Each row of a Spark dataframe df
contains a tab-separated string in a column rawFV
. I already know that splitting on the tab will yield an array of 3 strings
for all the rows. This can be verified by:
df.map(row => row.getAs[String]("rawFV").split("\t").length != 3).filter(identity).count()
and making sure that the count is indeed 0
.
My question is: How to do this using the pipeline API?
Here's what I tried:
val tabTok = new RegexTokenizer().setInputCol("rawFV").setOutputCol("tk").setPattern("\t")
val pipeline = new Pipeline().setStages(Array(tabTok))

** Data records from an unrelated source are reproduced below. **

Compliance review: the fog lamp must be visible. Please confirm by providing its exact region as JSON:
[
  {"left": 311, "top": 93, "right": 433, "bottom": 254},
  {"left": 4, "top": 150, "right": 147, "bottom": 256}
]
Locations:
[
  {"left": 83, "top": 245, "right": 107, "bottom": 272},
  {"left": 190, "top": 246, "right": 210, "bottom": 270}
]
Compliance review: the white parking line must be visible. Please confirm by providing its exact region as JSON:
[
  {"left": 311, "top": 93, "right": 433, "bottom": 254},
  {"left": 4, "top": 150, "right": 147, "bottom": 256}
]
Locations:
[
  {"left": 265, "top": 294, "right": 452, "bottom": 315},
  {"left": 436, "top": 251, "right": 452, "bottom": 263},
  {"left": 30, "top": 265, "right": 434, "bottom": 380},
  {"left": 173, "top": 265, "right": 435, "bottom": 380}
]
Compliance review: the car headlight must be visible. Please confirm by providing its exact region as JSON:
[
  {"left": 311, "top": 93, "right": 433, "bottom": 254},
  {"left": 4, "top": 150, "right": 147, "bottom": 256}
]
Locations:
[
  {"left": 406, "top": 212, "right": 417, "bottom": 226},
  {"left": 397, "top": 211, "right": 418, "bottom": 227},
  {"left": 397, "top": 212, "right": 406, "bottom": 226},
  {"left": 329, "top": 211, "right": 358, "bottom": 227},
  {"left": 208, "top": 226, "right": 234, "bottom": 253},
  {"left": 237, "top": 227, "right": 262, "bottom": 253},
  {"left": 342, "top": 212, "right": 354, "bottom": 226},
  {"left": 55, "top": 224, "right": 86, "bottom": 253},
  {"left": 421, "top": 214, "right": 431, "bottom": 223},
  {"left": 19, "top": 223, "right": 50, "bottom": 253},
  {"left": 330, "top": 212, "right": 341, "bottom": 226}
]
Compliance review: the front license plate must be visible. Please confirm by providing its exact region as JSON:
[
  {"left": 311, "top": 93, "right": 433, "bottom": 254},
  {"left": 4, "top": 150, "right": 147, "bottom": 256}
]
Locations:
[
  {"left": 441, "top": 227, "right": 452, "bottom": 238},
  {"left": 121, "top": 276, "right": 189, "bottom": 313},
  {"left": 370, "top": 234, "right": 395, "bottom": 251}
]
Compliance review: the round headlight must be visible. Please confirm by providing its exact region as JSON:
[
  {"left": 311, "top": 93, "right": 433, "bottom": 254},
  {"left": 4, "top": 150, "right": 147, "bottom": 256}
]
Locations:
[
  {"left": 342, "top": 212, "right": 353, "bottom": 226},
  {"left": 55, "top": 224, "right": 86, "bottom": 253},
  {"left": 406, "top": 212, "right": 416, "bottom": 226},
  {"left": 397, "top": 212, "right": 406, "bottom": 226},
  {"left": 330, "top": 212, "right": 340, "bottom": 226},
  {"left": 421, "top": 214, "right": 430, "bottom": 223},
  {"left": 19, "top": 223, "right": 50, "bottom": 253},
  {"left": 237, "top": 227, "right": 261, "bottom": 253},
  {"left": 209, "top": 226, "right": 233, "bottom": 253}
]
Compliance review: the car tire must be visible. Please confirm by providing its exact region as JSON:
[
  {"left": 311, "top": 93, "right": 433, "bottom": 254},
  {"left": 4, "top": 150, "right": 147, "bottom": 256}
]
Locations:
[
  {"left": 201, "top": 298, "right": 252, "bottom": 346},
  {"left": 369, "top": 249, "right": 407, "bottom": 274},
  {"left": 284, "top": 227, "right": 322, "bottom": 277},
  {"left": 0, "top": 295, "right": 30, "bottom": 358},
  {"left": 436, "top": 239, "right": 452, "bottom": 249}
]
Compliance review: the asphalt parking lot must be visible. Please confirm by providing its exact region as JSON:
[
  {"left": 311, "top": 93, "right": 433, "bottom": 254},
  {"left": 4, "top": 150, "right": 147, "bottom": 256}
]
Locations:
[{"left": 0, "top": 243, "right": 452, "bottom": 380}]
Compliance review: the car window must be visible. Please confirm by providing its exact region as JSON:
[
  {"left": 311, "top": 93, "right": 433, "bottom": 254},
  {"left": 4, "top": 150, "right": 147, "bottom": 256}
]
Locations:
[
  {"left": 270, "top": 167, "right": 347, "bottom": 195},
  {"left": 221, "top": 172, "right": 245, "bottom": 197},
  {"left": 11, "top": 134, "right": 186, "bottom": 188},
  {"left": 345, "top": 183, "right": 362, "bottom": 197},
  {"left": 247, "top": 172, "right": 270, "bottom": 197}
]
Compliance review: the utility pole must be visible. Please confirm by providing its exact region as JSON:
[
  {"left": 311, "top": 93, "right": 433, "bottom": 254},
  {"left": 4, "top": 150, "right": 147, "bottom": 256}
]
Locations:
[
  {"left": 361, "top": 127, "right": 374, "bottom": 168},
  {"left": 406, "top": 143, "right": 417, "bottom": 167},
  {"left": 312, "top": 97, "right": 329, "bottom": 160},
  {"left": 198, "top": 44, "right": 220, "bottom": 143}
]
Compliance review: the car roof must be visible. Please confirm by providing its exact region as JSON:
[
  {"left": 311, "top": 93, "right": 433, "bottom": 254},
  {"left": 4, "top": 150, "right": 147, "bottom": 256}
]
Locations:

val transf = pipeline.fit(df)
val df2 = transf.transform(df)
df2.map(row => row.getAs[Seq[String]]("tk").length != 3).filter(identity).count()
which is NOT equal to 0
.
The issue has to do with the presence of missing values. For example:
The pipeline code with RegexTokenizer
would return 3 fields on the first line but only 2 on the second. On the other hand, the first code would correctly return 3 fields everywhere.
It is an expected behavior. By default minTokenLength
parameter is equal to 1 to avoid empty strings in the output. If you want to return empty strings it should be set to 0.
new RegexTokenizer()
.setInputCol("rawFV")
.setOutputCol("tk")
.setPattern("\t")
.setMinTokenLength(0)